Gu. Ve. si affretta a sgomberare il campo da alcuni luoghi comuni. Qualcuno nel tessere le lodi a Blair per la reazione misurata sua e degli inglesi agli attentati dimentica che il governo britannico si è già dotato di leggi molto speciali:
«Quanto alle leggi speciali, ce lo ricorda opportunamente Alessandro Gerardi, gli inglesi non le hanno varate perché non ne avevano necessità. L'avevano già fatto all'indomani dell'11 settembre: l'Anti-Terrorism, Crime and Security Bill ha introdotto per la prima volta l'internamento senza processo per quelle persone (straniere) sospettate di essere "terroristi". Si può essere rinchiusi in carcere fino a sei mesi. I "presunti terroristi" arrestati senza processo non hanno diritto a sapere in base a quali prove sono detenuti, i loro avvocati sono esclusi da parte delle udienze preliminari. Chiunque abbia informazioni "rilevanti" su qualche sospettato ha l'obbligo di comunicarlo alla polizia, pena essere lui stesso arrestato».Poi una disamina di alcune misure di cui in Italia si discute da tempo senza alcun risultato: ampi poteri agli agenti segreti; riforma dei servizi di sicurezza; superprocura; banca dati; esercitazioni.

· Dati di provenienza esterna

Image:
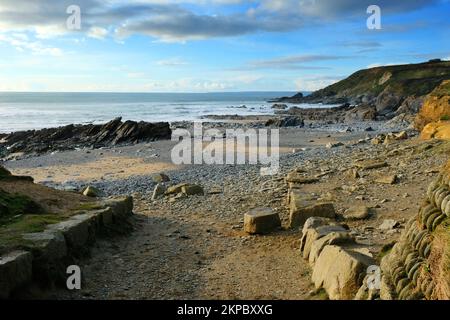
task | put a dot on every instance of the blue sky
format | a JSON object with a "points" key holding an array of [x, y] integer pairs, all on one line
{"points": [[210, 45]]}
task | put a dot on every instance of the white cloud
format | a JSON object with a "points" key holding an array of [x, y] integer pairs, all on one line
{"points": [[313, 84], [22, 44], [97, 33], [172, 62]]}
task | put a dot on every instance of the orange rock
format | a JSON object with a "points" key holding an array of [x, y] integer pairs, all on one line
{"points": [[436, 130], [436, 107]]}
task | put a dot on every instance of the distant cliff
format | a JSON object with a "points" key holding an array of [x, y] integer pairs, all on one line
{"points": [[391, 89]]}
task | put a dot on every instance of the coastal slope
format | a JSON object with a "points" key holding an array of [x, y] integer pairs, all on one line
{"points": [[390, 89]]}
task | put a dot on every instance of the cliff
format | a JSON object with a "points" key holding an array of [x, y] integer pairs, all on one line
{"points": [[390, 89], [434, 117]]}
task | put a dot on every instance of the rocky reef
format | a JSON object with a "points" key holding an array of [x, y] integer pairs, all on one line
{"points": [[72, 136]]}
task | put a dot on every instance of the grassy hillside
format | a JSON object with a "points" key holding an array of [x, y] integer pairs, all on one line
{"points": [[411, 79]]}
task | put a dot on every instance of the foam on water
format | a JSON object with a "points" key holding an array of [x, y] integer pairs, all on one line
{"points": [[24, 111]]}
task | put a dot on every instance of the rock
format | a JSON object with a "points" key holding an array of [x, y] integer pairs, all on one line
{"points": [[75, 231], [175, 189], [392, 179], [353, 173], [279, 106], [261, 220], [314, 222], [215, 190], [389, 224], [436, 106], [310, 235], [302, 207], [158, 191], [192, 190], [333, 238], [401, 135], [371, 164], [49, 253], [90, 191], [15, 272], [4, 171], [291, 121], [160, 177], [436, 130], [112, 133], [357, 213], [334, 145], [340, 271], [296, 178]]}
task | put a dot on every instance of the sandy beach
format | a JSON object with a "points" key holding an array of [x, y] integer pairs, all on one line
{"points": [[201, 237]]}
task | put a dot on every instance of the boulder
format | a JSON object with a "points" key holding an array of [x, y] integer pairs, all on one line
{"points": [[333, 238], [261, 220], [340, 271], [436, 130], [15, 272], [92, 192], [389, 224], [357, 213], [371, 164], [175, 189], [279, 106], [313, 234], [391, 179], [68, 137], [296, 178], [436, 106], [4, 171], [334, 145], [291, 121], [302, 207], [75, 231], [192, 190], [158, 191]]}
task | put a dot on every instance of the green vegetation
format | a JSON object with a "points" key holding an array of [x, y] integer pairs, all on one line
{"points": [[12, 230], [90, 206], [15, 204]]}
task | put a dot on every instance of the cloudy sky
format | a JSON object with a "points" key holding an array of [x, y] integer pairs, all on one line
{"points": [[210, 45]]}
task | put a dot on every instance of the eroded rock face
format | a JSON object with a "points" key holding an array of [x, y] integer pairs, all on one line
{"points": [[339, 271], [302, 207], [417, 265], [436, 107], [70, 137], [436, 130], [261, 220]]}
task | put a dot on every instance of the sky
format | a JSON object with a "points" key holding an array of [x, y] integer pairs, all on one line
{"points": [[210, 45]]}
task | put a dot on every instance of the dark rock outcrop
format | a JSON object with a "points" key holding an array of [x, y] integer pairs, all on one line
{"points": [[343, 113], [72, 136], [290, 121]]}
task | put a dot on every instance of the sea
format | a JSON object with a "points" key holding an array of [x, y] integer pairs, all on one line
{"points": [[26, 111]]}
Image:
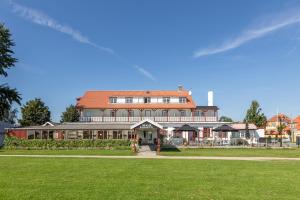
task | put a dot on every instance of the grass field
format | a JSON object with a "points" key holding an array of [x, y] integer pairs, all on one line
{"points": [[68, 152], [290, 153], [73, 178]]}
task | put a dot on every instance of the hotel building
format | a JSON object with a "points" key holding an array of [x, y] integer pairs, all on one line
{"points": [[133, 114]]}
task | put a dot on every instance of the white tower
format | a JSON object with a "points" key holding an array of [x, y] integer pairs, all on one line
{"points": [[210, 98]]}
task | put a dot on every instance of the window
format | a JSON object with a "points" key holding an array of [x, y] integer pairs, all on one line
{"points": [[197, 113], [182, 113], [182, 100], [130, 113], [87, 135], [166, 99], [131, 135], [165, 113], [113, 99], [147, 100], [117, 134], [113, 113], [147, 113], [102, 135], [128, 100]]}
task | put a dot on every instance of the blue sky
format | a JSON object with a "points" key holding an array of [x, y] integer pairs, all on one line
{"points": [[242, 50]]}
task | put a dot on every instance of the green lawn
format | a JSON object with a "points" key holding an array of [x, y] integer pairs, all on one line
{"points": [[68, 152], [74, 178], [293, 152]]}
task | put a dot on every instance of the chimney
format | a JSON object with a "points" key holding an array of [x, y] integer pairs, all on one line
{"points": [[180, 87], [210, 98]]}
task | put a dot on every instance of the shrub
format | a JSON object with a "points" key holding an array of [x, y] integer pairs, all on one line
{"points": [[17, 143]]}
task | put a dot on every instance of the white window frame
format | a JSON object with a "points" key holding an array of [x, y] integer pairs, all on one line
{"points": [[182, 99], [113, 100], [166, 99], [128, 100], [182, 113], [147, 99]]}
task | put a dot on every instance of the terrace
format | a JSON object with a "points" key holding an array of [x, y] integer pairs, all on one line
{"points": [[155, 119]]}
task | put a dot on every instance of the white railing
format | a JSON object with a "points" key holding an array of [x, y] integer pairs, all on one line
{"points": [[156, 119]]}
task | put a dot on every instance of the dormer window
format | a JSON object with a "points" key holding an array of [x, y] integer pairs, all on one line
{"points": [[112, 99], [182, 100], [128, 100], [166, 99], [147, 100]]}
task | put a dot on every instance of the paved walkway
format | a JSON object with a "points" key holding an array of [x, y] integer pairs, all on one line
{"points": [[158, 157]]}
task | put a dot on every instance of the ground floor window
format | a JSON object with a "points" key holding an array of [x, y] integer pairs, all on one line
{"points": [[131, 135], [102, 135], [37, 135], [206, 132], [30, 135], [117, 134], [87, 135]]}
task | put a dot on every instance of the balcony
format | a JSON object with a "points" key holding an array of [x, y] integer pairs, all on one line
{"points": [[156, 119]]}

Macché, il fatto è che in Italia quando si parla di nuovi organismi o nuovi poteri la discussione s'inceppa e prevalgono i retropensieri sui nomi e cognomi di chi sarà alla guida.
Originale il contributo di Michele Ainis su La Stampa, per il quale la apparente dicotomia sicurezza-libertà può trovare un equilibrio nella ricoperta dei doveri costituzionali.

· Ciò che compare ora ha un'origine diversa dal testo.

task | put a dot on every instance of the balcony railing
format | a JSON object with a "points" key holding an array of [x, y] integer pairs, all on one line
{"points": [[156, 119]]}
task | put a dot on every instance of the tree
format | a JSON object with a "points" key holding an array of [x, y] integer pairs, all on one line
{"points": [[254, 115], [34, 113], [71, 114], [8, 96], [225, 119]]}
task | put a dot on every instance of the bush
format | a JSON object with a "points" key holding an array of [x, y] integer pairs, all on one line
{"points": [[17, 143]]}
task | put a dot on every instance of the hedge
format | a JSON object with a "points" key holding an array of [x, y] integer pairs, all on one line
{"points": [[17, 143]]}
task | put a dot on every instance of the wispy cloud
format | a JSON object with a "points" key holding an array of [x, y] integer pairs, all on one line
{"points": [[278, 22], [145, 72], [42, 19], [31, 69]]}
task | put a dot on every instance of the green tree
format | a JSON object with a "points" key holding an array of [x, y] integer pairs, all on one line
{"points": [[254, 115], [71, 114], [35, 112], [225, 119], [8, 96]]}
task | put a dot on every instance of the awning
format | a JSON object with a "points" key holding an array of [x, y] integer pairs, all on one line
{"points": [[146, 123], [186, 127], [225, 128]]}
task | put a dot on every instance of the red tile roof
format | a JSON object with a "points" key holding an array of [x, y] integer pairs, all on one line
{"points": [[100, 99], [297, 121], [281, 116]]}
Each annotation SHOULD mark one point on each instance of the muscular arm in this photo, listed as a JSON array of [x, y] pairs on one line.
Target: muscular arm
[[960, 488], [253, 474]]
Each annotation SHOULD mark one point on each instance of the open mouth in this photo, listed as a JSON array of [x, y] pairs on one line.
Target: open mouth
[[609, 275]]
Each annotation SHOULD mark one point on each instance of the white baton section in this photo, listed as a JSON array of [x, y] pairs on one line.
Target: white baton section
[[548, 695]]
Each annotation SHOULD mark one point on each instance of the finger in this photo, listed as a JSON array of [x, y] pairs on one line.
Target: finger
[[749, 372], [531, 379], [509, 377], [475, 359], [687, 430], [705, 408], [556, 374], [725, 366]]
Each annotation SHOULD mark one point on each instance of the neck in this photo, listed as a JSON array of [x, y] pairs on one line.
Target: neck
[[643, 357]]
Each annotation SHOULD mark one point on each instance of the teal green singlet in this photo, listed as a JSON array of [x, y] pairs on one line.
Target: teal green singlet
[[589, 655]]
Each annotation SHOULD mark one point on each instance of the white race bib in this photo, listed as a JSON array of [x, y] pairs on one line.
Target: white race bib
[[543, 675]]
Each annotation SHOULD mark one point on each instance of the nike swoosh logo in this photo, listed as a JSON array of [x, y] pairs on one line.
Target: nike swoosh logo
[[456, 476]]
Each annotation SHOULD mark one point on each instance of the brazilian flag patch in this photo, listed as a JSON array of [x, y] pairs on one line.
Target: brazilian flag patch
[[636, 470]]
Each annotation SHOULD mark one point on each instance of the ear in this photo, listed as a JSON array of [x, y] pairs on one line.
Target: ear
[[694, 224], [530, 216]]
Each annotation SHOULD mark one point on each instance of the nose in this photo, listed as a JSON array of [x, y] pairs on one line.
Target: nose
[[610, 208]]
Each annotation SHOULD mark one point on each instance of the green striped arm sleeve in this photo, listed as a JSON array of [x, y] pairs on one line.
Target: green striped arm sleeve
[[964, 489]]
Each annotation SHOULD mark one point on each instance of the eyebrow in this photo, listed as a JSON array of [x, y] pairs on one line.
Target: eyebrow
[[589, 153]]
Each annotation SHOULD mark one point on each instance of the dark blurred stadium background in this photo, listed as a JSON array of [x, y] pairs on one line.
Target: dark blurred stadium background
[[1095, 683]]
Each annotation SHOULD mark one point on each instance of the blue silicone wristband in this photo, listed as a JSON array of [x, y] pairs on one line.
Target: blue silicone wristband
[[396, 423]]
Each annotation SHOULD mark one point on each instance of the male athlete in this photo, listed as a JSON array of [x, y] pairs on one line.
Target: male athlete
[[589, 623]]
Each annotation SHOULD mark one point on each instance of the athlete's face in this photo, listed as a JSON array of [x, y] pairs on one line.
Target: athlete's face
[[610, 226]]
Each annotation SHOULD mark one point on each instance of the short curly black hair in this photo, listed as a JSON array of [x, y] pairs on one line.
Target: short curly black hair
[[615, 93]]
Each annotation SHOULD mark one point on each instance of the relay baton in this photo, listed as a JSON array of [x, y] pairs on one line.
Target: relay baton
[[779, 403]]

«C'è però un anello, c'è una parola d'ordine capace di saldare libertà e sicurezza, restituendo fiato a entrambe. Essa passa attraverso un'opera di (ri)educazione civica, e passa dunque attraverso l'apertura d'una stagione dei doveri. Certo, qui da noi la parola suona alquanto impopolare. Non i doveri ma i diritti innervano la nostra qualità di cittadini, e infatti di diritti abbiamo fatto indigestione.
(...)
C'è una formula costituzionale che in queste ore dovremmo rileggere un po' tutti. È la formula dell'art. 2, dove riecheggia la lezione mazziniana. Vi si dice che la Repubblica riconosce i diritti inviolabili dell'uomo, ma richiede altresì l'adempimento dei "doveri inderogabili di solidarietà politica, economica e sociale". Il dovere di difendere la Patria. Il dovere di partecipare con un voto alle elezioni. Il dovere di sostenere la spesa pubblica attraverso il versamento dei tributi. Il dovere d'essere fedeli alla Repubblica. Senza sconti, senza eccezioni».